期刊
NEUROSCIENCE LETTERS
卷 442, 期 1, 页码 54-58出版社
ELSEVIER IRELAND LTD
DOI: 10.1016/j.neulet.2008.06.059
关键词
spinal muscular atrophy (SMA); survival motor neuron (SMN); read-through
资金
- Clinical BioDectives Program [T90 DK070105]
- Phi Zeta-Pi Chapter Research
- FightSMA
- Muscular Dystrophy Association
- National Institutes of Health [R01 NS41584, R01 HD054413]
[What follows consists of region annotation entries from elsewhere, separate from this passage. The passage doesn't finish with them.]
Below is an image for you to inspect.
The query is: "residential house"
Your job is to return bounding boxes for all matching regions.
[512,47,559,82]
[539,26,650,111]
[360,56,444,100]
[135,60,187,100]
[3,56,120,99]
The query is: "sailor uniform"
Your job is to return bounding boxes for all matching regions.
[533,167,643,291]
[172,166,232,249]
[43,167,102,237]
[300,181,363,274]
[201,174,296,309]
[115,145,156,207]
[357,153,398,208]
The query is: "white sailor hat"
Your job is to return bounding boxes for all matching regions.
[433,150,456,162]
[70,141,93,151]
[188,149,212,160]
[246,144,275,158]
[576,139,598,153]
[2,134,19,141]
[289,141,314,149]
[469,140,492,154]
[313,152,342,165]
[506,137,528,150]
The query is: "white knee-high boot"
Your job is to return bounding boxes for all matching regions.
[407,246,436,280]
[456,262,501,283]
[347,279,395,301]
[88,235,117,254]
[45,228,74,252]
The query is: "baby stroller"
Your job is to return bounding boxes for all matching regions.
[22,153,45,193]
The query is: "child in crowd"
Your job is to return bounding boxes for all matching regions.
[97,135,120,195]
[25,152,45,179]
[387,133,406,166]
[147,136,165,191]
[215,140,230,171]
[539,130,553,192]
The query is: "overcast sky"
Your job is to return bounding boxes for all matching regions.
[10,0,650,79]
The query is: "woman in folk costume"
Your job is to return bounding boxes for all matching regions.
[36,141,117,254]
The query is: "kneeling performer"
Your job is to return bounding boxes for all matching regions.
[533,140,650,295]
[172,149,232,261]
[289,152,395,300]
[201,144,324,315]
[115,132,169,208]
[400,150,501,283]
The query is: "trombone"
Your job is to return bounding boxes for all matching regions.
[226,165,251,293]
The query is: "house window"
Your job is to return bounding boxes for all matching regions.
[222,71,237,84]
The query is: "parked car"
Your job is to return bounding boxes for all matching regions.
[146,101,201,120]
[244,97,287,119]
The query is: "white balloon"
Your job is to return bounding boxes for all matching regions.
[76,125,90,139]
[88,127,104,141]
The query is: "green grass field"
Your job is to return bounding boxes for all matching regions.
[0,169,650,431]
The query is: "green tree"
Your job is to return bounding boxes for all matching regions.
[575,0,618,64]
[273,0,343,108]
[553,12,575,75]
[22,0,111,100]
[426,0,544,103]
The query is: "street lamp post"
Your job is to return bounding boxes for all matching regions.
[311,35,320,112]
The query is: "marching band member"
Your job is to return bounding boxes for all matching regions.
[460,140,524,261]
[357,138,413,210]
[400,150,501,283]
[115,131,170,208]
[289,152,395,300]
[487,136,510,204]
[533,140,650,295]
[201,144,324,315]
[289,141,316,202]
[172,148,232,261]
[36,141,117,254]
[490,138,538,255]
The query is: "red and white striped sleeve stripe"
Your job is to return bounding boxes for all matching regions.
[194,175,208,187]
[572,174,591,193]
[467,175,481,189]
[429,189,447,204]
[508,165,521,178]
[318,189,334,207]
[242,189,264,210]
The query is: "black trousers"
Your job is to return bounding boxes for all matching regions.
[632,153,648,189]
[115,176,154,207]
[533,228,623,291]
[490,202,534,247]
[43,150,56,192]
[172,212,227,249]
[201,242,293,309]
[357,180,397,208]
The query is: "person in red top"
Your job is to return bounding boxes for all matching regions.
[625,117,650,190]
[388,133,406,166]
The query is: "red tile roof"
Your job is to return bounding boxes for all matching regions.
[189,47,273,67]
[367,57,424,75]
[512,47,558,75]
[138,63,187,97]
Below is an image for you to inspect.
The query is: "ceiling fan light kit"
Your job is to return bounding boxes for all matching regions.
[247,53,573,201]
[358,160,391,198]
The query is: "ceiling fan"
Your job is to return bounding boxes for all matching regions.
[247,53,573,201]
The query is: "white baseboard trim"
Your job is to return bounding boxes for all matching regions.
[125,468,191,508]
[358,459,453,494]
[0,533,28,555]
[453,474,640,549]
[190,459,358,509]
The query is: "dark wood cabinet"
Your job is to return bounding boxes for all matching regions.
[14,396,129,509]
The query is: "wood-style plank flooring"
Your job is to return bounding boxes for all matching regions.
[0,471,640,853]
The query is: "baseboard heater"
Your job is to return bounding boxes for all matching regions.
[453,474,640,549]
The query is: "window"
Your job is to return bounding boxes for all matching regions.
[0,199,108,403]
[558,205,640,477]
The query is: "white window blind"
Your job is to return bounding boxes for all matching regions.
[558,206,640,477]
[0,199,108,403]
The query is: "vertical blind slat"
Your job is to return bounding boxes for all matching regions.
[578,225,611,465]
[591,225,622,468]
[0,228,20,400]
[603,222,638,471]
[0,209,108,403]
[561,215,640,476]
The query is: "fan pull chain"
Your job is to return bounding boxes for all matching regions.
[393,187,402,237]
Spinal muscular atrophy (SMA) affects about 1 in every 6000 children born and is the leading genetic cause of infant death. SMA is a recessive disorder caused by the mutation or deletion of Survival Motor Neuron-1 (SMN1). SMN2, a nearly identical copy gene, has the potential to encode the same protein as SMN1 and is retained in all SMA patients. The majority of SMN2-derived transcripts are alternatively spliced and therefore encode a truncated isoform lacking exon 7 (SMN Delta 7). which is a defective protein because it is unstable, has a reduced ability to self-associate and is unable to efficiently function in SMN cellular activities. However, we have shown that the SMN C-terminus functions non-specifically, since heterologous sequences can compensate for the exon 7 sequence. Several classes of compounds identified in SMN-inducing high throughput screens have been proposed to function through a read-through mechanism; however, a functional analysis of the SMN Delta 7 read-through product has not been per-formed. In this report, the SMN Delta 7 read-through product is characterized and compared to the SMN Delta 7 protein. In a series of in vitro and cell based assays, SMN Delta 7 read-through product is shown to increase protein stability, promote neurite outgrowths in SMN deficient neurons, and significantly elevate SMN-dependent UsnRNP assembly in extracts from SMA patient fibroblasts. Collectively, these results demonstrate that SMN Delta 7 read-through product is more active than the SMN Delta 7 protein and suggest that SMA therapeutics that specifically induce SMN Delta 7 read-through may provide an alternative platform for drug discovery. (c) 2008 Elsevier Ireland Ltd. All rights reserved.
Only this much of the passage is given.